Breastfeeding pressure and bottle-feeding stigma
Breastfeeding is understandably an emotionally fraught subject. A recent survey by the Priory Group found that 80% of parents believe breastfeeding difficulties fuel postnatal depression amongst new mums.
"All of my mummy friends seemed to find [breastfeeding] so easy, but my milk, rather than being best for my baby, was making him ill," Rachel says. "When I was bottle-feeding out and about, I always felt I had to explain myself."
Likewise, Christiana says: "Every time someone expressed their view that 'powdered milk is bad', I would tell them I'd tried so hard my nipple bled." She adds: "My son is four now. He's fit, healthy, intelligent, thriving, and we have a strong bond. I'd have loved to breastfeed, but I don't think he's worse off for being bottle-fed."
According to consultant psychiatrist Dr Kathryn Hollins, who heads up the Priory's new family service in Harley Street: "An excessive amount of pressure, although well intentioned, may do more harm than good.
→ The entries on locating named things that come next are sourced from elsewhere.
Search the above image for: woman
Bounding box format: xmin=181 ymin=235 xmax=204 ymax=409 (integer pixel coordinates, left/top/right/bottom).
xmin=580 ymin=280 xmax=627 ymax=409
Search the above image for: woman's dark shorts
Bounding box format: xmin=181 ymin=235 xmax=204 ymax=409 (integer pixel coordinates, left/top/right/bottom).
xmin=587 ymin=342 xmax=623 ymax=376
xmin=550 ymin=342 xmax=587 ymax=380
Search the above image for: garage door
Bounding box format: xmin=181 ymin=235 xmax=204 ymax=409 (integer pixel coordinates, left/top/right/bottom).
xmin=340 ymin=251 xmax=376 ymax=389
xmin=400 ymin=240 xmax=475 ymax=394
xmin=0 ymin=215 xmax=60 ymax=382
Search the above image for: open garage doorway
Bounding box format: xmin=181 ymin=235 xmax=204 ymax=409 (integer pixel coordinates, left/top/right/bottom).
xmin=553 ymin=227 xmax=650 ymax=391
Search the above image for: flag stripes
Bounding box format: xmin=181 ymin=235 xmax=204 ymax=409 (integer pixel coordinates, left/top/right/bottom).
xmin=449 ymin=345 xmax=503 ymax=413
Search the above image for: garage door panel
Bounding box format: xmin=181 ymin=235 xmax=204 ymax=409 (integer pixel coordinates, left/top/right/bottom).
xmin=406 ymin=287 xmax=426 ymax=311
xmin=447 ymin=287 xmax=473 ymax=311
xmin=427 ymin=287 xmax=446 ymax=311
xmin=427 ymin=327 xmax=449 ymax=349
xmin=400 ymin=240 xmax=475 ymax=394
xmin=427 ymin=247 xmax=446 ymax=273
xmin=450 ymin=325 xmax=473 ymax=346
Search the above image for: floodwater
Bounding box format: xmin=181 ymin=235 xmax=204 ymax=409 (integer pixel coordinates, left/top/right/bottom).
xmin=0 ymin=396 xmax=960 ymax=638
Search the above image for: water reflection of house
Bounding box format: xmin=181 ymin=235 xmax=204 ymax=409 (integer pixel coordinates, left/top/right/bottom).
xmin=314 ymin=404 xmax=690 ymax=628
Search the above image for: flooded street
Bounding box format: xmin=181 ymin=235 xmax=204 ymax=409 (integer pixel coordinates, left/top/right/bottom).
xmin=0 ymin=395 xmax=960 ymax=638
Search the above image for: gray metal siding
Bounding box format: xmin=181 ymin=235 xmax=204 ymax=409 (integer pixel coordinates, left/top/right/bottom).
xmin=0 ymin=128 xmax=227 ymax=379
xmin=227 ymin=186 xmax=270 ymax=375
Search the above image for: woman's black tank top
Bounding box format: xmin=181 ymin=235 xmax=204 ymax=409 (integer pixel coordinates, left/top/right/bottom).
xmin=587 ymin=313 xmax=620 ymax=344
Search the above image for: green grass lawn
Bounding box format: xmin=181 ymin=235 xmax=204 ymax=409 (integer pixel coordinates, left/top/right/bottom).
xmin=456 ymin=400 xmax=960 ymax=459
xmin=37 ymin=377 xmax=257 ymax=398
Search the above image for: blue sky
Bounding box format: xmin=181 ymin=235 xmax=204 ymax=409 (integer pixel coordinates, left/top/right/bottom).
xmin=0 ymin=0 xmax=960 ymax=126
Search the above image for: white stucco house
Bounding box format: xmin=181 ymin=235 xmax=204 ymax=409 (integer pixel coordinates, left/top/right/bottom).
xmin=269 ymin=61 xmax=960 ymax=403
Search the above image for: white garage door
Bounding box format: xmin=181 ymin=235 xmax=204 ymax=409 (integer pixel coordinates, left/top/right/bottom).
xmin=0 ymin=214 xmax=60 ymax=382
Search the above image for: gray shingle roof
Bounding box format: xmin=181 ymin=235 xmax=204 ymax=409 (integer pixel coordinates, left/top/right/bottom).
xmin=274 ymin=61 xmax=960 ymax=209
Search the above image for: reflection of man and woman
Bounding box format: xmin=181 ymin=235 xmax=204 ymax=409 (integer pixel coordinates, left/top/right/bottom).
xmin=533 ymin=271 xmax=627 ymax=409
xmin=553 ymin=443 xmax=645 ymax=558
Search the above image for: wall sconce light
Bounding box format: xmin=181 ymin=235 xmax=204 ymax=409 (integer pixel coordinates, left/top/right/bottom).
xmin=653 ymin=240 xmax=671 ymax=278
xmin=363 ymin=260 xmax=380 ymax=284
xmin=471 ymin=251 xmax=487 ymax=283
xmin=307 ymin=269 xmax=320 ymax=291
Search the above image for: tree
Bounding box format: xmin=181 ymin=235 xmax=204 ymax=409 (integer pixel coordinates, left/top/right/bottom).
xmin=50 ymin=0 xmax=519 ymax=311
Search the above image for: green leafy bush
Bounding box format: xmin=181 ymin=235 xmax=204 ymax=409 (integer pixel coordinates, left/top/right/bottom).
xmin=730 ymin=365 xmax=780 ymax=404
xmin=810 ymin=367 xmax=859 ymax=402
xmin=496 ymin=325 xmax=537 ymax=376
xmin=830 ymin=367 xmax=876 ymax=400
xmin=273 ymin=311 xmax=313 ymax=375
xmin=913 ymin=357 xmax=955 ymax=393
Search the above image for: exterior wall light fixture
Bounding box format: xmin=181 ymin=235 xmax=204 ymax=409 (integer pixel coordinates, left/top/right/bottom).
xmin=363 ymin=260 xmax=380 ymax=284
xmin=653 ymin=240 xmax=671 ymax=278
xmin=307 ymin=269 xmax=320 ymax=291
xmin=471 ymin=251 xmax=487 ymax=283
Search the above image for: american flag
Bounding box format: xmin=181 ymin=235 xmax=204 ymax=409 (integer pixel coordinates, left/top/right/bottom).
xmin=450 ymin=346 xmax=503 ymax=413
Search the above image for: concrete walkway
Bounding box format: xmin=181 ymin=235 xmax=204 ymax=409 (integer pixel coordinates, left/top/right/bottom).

New mums need to be gently encouraged to explore all reasons as to why breastfeeding might not be working for them."
Mum-of-two Ellie bottle-fed her first baby and breastfed her second.
For her, nuance, balance and compassion are key. "There are massive benefits to breastfeeding, but no one talks about combination feeding, or expressing, or formula overnight, or why women don't feel comfortable breastfeeding in public - which has nothing to do with individuals, and everything to do with how society views breasts," she explains.
"I know so many women who have experienced serious anxiety around both bottle-feeding and breastfeeding, to the huge detriment of baby's and mum's well-being," she adds. "For my family, bottle-feeding meant my partner could co-feed, I could sleep, and my baby was full, happy and healthy - the most important factor that often gets lost in the conversation."
Jess believes the emotional side of breastfeeding difficulties is too often underplayed. "My friend's mum used to be a midwife and said that breastfeeding is a skill - it's not natural or instinct-based; it's something generations of women taught each other and supported each other with," she explains.
"We don't have those networks now, and a lot of that line of knowledge was broken when formula was widely introduced."
Empowering more mums to breastfeed
According to lactation consultant Shel Banks, a spokesperson for Lactation Consultants of Great Britain (LCGB), this lack of shared knowledge and support means new mums are often concerned about what's normal.
"In our pre-baby world, we really have no idea about how babies are supposed to behave or what 'normal' breastfeeding will look or feel like," Shel explains. "Many new mums worry about milk supply, feeding frequency, or breast pain."
"Fortunately, a friend told me it's not always as easy as we think. She encouraged me to push through the early days and stick it out."
Cafe and other business owners can also help practically, Banks says, by displaying a 'breastfeeding welcome here' poster, and offering a drink or comfy seat to breastfeeding mothers.